Cherry trees in bloom
Kew's cherry blossom lifts the soul and gladdens the heart
22 Apr 2010
Cherry blossom at Kew (Image: Andrew McRobb, RBG Kew)
The Japanese tradition of celebrating hanami, or 'viewing the flowers', can be traced back to the 5th century. Between mid January to early May the ornamental cherries bloom all over Japan and people gather to have parties beneath the blossom. Every year the blossom forecast is announced nightly as the trees bloom first in the southern island of Okinawa, then travel on to Kyoto and Tokyo before arriving in Hokkaido in the north a few weeks later. In Japan cherry blossoms symbolise clouds due to their nature of blooming en masse, besides being a metaphor for the ephemeral nature of life. They are also a good reason for a party!
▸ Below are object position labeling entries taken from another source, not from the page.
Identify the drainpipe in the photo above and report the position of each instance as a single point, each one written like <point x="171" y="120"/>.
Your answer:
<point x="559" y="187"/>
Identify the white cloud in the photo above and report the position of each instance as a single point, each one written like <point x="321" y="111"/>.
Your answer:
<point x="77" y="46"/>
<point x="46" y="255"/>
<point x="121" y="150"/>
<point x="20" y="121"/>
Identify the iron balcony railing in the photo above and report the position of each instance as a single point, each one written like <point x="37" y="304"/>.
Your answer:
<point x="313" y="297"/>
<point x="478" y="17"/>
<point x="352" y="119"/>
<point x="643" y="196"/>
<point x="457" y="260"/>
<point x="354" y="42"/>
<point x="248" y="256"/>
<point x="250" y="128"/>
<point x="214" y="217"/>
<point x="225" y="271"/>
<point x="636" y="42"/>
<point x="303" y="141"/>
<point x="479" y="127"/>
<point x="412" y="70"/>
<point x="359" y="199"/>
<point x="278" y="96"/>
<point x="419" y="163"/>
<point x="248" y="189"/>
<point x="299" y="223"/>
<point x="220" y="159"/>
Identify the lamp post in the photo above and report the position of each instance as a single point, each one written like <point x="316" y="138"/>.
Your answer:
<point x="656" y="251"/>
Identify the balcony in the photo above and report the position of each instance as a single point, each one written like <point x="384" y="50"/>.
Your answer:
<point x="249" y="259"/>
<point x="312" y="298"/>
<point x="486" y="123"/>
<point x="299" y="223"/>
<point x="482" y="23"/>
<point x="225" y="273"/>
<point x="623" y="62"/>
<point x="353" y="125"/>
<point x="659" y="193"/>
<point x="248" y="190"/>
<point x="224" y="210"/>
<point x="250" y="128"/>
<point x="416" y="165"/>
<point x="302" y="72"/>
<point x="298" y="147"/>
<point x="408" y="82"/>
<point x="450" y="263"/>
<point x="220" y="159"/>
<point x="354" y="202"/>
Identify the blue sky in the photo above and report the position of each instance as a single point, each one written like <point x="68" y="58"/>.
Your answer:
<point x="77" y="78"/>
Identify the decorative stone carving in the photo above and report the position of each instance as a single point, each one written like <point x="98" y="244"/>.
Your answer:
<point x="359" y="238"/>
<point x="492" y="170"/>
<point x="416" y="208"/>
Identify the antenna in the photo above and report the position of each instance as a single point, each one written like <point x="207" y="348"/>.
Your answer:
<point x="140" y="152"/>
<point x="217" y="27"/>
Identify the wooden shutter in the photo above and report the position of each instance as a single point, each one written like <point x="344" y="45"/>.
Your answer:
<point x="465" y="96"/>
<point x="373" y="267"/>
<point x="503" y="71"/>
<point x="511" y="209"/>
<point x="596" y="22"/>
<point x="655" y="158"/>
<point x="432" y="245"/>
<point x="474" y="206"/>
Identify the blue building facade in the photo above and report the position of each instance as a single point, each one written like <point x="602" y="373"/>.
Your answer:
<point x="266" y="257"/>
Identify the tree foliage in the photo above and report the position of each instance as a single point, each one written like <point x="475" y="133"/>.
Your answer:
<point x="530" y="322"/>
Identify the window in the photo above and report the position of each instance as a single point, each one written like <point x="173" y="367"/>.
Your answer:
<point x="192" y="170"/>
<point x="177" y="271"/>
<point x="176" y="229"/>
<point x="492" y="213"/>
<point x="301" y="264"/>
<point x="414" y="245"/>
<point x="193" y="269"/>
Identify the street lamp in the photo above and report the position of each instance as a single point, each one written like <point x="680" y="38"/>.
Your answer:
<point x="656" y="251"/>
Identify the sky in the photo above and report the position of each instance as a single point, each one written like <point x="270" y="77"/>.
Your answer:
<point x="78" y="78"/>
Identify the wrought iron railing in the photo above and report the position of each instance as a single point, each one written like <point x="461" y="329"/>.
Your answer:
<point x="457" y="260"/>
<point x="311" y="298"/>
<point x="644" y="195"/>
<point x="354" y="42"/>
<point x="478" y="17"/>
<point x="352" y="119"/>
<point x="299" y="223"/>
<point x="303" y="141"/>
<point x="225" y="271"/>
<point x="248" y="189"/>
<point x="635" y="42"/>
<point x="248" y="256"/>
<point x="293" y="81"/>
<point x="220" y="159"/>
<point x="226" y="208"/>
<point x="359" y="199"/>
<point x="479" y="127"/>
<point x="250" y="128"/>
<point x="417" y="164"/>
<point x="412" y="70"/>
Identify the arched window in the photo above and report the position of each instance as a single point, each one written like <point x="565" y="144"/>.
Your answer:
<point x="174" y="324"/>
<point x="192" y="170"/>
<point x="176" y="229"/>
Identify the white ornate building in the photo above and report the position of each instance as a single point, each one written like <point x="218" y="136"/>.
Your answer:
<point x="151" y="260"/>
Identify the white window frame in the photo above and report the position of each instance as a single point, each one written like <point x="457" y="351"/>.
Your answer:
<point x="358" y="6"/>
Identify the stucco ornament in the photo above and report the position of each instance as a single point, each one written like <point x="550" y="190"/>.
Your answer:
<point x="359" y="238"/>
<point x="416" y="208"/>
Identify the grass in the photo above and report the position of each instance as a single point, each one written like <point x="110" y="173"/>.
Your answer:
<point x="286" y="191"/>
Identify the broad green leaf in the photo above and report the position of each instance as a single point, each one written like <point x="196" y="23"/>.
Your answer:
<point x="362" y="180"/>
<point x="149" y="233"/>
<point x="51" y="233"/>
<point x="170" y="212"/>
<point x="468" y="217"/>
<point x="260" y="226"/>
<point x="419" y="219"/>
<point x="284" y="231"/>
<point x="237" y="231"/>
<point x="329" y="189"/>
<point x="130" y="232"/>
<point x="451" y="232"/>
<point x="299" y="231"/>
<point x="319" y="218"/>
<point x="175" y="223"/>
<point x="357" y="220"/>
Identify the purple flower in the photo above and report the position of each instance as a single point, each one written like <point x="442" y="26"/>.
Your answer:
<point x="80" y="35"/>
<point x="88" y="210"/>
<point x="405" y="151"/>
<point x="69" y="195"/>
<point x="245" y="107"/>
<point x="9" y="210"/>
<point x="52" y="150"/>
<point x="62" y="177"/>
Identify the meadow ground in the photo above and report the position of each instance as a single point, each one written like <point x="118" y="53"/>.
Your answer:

In the wild in Japan they are known as yama-zakura or mountain cherries. Garden cherries are hybrids and are known as sato-zakura - the most widely planted in Japan is Prunus x yedoensis which is regarded as the original sato-zakura. There are hundreds of named forms of Japanese garden cherries and they can be grouped according to their flower structure. If the bloom has 5-8 petals, they're classed as single flowered. 10-20 are semi-double, 25-50 are double flowered and the final group is chrysanthemum flowered, and these generally have more than 100 petals. See if you can count the petals on some of Kew's cherries.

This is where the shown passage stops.